The machines used in the semiconducter industry play their game in the world of nanometers and creep towards Angstroms. Configurations of these machines take into account 100’s of paramters. A great environment to work with configuration reduction. The theory of configuration reduction with evolutionary algorithms is explained in part 1 of this article series.

Angstrom sized client case in the semiconductor industry

The chips and memory modules you use in your laptop or mobile phone are made from silicon. The manufacturing process for creating chips on a nanometre scale is mind boggling accurate. Chip manufacturers like Intel or QUALCOMM have multiple machines that can positioning layer upon layer within a chip with nanometre precision and with a volume that tries to keep up with current demand. These are so called lithographic machines. These machines communicate with a variety of other machines in a chip making factory. Pieces of silicon enter the factory and after multiple pass throughs the finalised chips exit the factory. A process that goes on 24/7 with that nanometre accuracy.

You can imagine that a software update for the lithographic machines in a factory is frowned upon. In order to keep the factory running smoothly they want as little disturbances as possible. If there is an update needed, the factory wants to have the confidence that the update is working in their factory, with their specific setup and configuration.

Empirical data

There are up to 1000 parameters that can be set on one machine in a factory. The combination with other machines throws even more variables to this mix. Setting up a test environment that covers not only the situation of Intel and QUALCOMM but also all the other factories these lithography machines operate in, is a big challenge. Brute force calculation to come up with 5 test environments that cover as much of an installed base of 800–1000 machines is just not possible (as shown in the beginning of this article; in the order of magnitude billions of years of calculating power is needed).

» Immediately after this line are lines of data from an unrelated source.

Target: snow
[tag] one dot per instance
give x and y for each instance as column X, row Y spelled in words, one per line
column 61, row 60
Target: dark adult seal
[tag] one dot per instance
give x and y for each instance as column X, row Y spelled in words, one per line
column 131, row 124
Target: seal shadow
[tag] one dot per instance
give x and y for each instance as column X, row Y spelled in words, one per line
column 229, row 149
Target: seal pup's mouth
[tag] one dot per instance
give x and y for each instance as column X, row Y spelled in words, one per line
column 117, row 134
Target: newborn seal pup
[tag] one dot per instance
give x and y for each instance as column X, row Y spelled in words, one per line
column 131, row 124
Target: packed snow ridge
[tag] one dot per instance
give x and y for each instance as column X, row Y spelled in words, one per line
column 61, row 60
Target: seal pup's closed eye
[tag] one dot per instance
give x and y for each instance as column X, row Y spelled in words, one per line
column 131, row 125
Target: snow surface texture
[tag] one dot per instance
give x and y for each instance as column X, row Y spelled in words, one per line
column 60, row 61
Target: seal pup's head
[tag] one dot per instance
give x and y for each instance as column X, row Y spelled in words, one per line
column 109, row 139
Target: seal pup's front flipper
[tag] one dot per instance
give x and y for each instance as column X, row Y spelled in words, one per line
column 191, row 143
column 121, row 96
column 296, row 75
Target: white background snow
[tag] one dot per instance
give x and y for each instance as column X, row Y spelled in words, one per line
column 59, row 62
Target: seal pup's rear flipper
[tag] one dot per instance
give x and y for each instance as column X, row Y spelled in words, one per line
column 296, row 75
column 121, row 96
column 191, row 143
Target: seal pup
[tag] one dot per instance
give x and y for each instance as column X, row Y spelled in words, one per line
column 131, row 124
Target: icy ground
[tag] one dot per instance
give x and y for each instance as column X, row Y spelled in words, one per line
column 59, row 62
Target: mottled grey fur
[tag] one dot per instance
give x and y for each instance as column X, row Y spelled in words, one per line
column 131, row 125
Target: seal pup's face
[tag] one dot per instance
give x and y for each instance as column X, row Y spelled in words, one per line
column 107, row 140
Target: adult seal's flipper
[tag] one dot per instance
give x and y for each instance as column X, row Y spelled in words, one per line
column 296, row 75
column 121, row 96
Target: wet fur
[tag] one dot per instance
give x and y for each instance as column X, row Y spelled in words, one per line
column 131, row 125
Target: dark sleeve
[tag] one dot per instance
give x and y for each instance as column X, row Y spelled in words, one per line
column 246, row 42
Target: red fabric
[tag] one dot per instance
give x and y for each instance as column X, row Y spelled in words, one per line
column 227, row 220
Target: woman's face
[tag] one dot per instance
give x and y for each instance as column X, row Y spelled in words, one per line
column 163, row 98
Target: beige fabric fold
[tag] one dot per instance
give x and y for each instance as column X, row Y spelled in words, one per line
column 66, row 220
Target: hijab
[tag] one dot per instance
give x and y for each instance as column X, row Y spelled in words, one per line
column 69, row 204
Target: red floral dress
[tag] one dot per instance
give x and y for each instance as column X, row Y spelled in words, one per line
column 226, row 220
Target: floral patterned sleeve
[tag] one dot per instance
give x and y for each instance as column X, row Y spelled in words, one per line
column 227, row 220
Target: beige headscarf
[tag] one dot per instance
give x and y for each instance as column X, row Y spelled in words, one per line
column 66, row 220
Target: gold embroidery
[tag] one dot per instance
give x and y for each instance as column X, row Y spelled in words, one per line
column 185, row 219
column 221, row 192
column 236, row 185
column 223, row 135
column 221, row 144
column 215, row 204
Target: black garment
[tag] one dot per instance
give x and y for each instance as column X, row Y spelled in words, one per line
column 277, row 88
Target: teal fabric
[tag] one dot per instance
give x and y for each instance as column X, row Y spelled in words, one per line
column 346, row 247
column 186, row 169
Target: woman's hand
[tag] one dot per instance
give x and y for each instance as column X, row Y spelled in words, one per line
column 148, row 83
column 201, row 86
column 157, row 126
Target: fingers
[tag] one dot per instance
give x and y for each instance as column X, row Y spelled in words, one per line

This is where AI comes into play. We use an evolutionary algorithm to realise two things:

- calculate a set of 1000 parameters that is representative for the installed base

- a working combination of parameters

The evolutionary algorithm is particularly useful in this situation. Evolutionary algorithms give good approximate solutions to problems that cannot be solved easily using other techniques. Many optimisation problems fall into this category. It is too computationally intensive to find an exact solution, but a near-optimal solution is sufficient. This is exactly what we want here.

We explained in the search for the optimal configuration set (chapter 2.2) how we come to a set of configurations.

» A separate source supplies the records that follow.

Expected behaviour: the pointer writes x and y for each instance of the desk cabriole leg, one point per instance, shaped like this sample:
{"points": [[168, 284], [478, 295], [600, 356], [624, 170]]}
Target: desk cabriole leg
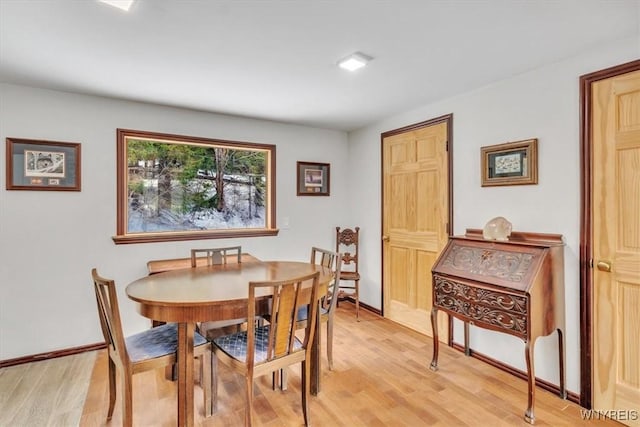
{"points": [[434, 327], [467, 351], [531, 386]]}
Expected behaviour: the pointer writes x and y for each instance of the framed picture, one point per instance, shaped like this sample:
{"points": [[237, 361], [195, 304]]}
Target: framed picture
{"points": [[43, 165], [513, 163], [313, 179]]}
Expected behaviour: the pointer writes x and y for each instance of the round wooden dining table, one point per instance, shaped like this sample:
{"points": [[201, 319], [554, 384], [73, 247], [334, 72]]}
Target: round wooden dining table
{"points": [[220, 292]]}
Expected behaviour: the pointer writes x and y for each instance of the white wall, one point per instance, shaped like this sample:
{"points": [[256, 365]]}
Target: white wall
{"points": [[543, 104], [50, 240]]}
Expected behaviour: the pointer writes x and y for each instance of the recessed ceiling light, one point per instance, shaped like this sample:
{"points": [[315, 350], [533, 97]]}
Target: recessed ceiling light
{"points": [[120, 4], [354, 61]]}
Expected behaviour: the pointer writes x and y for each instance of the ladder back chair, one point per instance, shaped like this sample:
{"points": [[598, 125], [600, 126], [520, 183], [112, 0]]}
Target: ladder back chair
{"points": [[266, 349], [147, 350], [347, 242]]}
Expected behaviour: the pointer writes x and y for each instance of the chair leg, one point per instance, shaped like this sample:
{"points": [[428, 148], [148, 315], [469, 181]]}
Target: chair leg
{"points": [[357, 292], [205, 382], [305, 389], [127, 400], [214, 383], [112, 388], [330, 342], [249, 410]]}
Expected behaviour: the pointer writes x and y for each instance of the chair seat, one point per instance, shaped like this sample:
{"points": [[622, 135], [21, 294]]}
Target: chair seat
{"points": [[303, 312], [349, 275], [235, 345], [156, 342]]}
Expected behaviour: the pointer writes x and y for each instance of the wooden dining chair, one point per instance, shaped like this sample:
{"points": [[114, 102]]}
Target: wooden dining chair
{"points": [[147, 350], [347, 242], [269, 348], [216, 256], [328, 303]]}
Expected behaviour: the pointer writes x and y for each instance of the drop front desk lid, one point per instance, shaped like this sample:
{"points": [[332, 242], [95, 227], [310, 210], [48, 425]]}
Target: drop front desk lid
{"points": [[512, 264]]}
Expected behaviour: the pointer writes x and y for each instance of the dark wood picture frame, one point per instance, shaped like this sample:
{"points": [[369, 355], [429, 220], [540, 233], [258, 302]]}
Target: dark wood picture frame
{"points": [[43, 165], [513, 163], [313, 179]]}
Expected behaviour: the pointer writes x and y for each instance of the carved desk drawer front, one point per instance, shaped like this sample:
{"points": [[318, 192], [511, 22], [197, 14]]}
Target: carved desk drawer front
{"points": [[483, 307], [514, 287]]}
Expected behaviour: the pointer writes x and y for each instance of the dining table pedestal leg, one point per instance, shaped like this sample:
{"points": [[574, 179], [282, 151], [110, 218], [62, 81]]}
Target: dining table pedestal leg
{"points": [[185, 374]]}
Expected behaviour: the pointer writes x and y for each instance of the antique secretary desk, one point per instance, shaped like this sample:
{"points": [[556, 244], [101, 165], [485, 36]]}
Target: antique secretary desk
{"points": [[515, 287]]}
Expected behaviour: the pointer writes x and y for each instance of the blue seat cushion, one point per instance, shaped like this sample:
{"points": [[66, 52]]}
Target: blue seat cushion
{"points": [[156, 342], [303, 312], [235, 345]]}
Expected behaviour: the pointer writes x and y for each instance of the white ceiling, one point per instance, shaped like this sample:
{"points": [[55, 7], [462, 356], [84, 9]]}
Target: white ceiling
{"points": [[276, 59]]}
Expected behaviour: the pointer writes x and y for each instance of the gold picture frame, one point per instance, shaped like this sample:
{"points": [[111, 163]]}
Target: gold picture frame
{"points": [[313, 179], [512, 163]]}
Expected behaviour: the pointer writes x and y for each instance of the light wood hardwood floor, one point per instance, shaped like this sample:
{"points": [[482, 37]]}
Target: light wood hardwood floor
{"points": [[381, 378], [46, 393]]}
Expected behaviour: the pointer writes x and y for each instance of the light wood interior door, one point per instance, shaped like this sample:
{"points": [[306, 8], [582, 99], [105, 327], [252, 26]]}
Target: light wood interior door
{"points": [[616, 245], [415, 216]]}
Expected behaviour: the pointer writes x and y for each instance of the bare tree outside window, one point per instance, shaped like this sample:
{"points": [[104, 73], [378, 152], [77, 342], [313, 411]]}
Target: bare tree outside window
{"points": [[173, 187]]}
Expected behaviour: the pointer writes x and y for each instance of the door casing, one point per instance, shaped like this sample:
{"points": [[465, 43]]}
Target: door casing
{"points": [[448, 119], [586, 223]]}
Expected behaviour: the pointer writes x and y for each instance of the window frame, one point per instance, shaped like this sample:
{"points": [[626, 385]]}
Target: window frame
{"points": [[124, 237]]}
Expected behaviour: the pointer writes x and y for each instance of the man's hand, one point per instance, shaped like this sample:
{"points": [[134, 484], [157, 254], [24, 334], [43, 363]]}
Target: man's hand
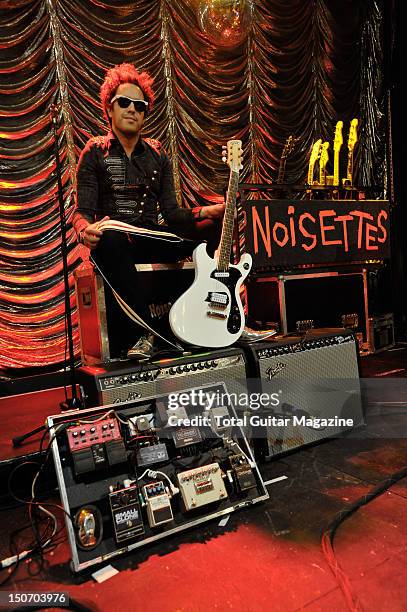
{"points": [[91, 235], [214, 211]]}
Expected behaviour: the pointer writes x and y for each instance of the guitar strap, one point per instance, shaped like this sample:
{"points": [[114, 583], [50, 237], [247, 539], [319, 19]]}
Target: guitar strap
{"points": [[128, 310]]}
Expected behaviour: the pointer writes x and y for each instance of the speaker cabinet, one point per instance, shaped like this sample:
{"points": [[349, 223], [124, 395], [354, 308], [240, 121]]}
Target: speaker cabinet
{"points": [[313, 386], [127, 381]]}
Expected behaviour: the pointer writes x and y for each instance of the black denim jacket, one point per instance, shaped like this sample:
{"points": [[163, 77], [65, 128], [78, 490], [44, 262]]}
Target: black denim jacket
{"points": [[133, 190]]}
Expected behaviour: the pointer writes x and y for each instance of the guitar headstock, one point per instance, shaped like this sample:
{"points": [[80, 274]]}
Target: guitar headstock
{"points": [[338, 141], [316, 149], [232, 154], [353, 136]]}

For our customer in the lithographic industry, we have used this algorithm to create a set of 5 representative test environments. It has a 93% coverage of the installed base. The calculation time to get to this test set is in the order of magnitude of a couple of minutes.

Conclusion

An evolutionary algorithm is great mechanism for computationally intensive problems with big populations. A 1000 parameter problem with an installed base of roughly 1000 devices can be covered with 5 test environments up to 93%. The calculation time is 10 minutes at most.

With brute force calculations a 100% coverage is possible. The calculation time would then be near infinite. In this case the evolutionary algorithm is best alternative for generating test environments. Running automated test sets in these 5 environments gives confidence that a chip manufacturer can update the software of lithography machines not breaking production.